El 16/06/1963 a la edad de veintiseis años y a bordo del Vostok seis, se transformaría en la única mujer y el primero de los  civiles en viajar al espacio. Su nombre en clave a lo largo de la misión fue Chaika (gaviota en español).

Valentina Tereskhova tenía vértigo. Este detalle fue escondido a sus superiores de cara al viaje espacial mas su pavor a las alturas se lo hizo pasar bastante mal en la nave, puesto que Tereskhova padeció mareos y vómitos a lo largo de los 3 días que duró su viaje por el espacio.

Debido a los instantes de paranoia de aquellos tiempos, el programa espacial fue llevado completamente en secreto. La madre de la cosmonauta Tereshkova no conoció la situación de su hija hasta pocos días antes del lanzamiento. Su madre pensaba que asistía día a día a un campo de adiestramiento para militares elites.

Tras su regreso del espacio, determinados militares de la fuerza aérea rusa la acusaron de haber estado borracha a lo largo de su viaje al espacio y de insubordinación al jefe al mando. Todos los que la acusaron de estos cargos fueron despedidos.

La misión de Tereshkova asimismo formó parte de una experiencia para el desarrollo del Programa Espacial Ruso. Su objetivo era determinar si las mujeres tenían exactamente la misma resistencia física y sicológica que los hombres en el entorno espacial.

 

Debido a su clave de comunicación: «Gaviota», llegó a ser famosa cordialmente como «Gaviota» por todo el planeta.

Merced a su situación política, Tereshkova la aprovechó para, asistir a los ciudadanos con inconveniente y dio asistencia personal a múltiples orfanatos. De igual manera, era una infatigable luchadora del movimiento por las mujeres de Rusia. Ella quería que las mujeres soviéticas tuvieran las mismas oportunidades que los hombres.

Es una apasionada favorecedora de los procesos de paz en el planeta.
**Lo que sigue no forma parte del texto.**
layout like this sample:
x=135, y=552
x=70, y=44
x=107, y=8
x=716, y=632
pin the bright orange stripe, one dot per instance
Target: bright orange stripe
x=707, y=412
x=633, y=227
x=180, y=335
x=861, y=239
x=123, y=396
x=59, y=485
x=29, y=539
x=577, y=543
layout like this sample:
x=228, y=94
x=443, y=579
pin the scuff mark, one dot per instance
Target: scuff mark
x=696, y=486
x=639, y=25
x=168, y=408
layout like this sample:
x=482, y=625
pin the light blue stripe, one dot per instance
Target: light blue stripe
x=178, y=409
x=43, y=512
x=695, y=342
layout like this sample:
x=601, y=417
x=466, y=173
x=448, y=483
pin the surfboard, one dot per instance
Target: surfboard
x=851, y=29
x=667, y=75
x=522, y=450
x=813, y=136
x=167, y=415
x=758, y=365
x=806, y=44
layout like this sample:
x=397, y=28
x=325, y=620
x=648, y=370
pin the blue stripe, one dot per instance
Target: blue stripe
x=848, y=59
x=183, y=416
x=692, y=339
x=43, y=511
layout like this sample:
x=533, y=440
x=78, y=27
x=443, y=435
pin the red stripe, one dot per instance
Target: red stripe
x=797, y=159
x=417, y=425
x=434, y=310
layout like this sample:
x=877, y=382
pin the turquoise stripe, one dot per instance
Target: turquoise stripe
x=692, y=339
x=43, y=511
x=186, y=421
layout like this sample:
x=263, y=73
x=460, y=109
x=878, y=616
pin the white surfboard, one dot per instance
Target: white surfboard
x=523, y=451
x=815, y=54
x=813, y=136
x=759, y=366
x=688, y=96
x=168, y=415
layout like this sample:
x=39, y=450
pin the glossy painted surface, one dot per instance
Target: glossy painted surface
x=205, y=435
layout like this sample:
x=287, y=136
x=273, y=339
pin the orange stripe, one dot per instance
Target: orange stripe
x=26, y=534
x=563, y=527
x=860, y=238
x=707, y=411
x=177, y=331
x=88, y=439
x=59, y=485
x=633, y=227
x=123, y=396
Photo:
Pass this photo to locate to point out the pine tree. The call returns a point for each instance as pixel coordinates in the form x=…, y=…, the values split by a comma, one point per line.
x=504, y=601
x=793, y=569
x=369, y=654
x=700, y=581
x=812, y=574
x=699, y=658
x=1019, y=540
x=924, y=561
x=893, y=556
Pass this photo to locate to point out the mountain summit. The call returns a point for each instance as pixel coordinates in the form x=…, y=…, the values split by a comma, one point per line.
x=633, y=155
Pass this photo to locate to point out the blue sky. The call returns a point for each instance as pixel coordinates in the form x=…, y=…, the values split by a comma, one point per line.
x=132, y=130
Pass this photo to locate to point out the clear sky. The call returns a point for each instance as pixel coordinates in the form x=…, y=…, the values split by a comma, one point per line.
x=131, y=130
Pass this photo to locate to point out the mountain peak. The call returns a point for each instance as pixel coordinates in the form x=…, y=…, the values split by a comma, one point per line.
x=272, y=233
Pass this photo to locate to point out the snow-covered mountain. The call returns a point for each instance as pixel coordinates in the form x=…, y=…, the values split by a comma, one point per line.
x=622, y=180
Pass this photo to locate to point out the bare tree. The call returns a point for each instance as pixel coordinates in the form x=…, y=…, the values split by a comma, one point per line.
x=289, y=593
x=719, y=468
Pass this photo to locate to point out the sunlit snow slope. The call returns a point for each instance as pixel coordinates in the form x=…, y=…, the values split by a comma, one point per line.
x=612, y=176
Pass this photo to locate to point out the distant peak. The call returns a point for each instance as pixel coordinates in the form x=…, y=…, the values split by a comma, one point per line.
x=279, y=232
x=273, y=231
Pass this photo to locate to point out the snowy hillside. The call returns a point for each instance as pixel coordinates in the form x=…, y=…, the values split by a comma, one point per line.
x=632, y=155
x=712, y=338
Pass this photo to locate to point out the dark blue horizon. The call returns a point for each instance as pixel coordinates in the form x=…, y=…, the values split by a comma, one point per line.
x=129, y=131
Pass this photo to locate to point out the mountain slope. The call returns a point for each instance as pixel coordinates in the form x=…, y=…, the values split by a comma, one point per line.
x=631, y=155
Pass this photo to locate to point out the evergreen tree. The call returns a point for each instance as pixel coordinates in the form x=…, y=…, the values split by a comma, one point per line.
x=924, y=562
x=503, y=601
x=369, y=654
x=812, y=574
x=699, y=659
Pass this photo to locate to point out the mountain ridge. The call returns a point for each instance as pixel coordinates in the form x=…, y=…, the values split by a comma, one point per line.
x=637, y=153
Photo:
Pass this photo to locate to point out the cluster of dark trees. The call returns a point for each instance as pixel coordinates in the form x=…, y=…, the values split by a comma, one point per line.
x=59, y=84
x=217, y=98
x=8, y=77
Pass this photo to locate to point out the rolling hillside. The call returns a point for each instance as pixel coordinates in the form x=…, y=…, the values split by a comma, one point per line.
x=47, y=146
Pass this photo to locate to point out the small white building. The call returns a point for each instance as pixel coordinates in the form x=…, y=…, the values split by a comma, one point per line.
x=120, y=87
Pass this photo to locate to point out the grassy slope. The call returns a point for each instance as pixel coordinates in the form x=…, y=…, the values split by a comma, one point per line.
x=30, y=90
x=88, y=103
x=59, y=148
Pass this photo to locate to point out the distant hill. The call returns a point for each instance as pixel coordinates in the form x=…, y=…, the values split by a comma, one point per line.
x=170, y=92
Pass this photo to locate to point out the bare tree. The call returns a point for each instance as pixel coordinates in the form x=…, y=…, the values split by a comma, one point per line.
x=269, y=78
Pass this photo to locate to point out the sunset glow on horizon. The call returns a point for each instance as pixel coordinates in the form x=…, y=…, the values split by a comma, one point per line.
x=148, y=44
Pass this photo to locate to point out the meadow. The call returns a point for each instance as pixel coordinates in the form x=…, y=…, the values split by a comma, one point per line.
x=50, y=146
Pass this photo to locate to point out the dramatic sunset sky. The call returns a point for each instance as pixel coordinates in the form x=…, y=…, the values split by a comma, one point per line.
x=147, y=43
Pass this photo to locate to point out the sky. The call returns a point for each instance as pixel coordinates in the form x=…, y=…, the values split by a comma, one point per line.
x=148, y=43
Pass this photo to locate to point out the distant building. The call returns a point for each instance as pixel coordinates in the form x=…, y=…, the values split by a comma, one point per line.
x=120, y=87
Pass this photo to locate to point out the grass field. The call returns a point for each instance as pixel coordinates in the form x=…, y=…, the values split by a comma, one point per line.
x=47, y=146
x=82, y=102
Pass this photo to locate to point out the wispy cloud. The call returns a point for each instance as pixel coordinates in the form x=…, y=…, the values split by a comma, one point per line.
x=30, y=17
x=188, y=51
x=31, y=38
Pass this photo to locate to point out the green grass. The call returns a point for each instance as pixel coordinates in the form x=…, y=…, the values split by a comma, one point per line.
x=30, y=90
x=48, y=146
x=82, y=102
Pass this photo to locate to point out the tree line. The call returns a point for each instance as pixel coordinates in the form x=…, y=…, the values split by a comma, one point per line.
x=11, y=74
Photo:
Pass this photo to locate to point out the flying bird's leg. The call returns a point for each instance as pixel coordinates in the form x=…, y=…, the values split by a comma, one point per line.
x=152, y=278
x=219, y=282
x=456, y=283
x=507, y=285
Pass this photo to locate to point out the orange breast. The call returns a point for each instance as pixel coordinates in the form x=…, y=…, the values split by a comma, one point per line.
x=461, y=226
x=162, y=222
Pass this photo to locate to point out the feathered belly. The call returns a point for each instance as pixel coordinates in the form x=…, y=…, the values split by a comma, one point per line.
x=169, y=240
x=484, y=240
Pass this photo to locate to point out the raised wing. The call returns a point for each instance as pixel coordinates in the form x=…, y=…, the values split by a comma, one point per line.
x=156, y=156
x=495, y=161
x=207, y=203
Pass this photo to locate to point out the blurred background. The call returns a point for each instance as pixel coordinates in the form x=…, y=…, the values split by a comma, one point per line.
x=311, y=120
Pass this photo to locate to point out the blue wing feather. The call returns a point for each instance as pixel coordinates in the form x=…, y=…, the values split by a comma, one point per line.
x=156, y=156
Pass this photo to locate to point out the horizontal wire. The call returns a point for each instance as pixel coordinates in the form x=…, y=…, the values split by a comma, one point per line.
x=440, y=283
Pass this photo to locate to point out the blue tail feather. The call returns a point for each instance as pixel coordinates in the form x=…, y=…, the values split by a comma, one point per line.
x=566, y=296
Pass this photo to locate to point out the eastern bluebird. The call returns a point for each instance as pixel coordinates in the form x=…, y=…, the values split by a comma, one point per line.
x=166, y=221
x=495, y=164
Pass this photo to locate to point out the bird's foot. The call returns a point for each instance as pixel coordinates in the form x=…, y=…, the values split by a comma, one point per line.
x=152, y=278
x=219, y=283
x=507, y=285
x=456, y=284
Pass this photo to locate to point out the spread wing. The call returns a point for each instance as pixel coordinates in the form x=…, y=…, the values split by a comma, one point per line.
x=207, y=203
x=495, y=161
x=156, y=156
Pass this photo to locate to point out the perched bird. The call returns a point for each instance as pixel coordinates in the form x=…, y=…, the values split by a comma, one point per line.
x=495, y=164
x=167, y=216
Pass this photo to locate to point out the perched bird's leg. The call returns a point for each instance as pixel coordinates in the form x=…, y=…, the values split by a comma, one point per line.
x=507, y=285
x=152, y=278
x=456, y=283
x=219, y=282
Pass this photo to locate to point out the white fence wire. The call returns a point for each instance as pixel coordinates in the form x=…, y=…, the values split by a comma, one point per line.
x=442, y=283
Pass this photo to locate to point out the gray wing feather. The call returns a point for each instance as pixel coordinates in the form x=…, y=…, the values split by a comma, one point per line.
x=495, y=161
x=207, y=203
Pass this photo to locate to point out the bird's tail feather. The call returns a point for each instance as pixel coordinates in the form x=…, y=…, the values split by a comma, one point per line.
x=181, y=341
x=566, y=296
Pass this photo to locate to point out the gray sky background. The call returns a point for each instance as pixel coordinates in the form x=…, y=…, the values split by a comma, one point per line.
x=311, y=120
Tereshkova ha recibido multitud de medallas y condecoraciones durante su vida, entre otras: 2 Órdenes de Lenin, declaración pública de Heroína Nacional; la Medalla de Oro de la Paz de la ONU; el Premio Simba International Women’s Movement o bien la Medalla de Oro Joliot-Curie. Tiene numerosas distinciones (doctorados «Honoris causa», y medallas científicas) concedidas por Universidades y Sociedades de diferentes países.

En el año dos mil fue distinguida por una asociación internacional de la ciudad de Londres como «Mujer del siglo veinte«.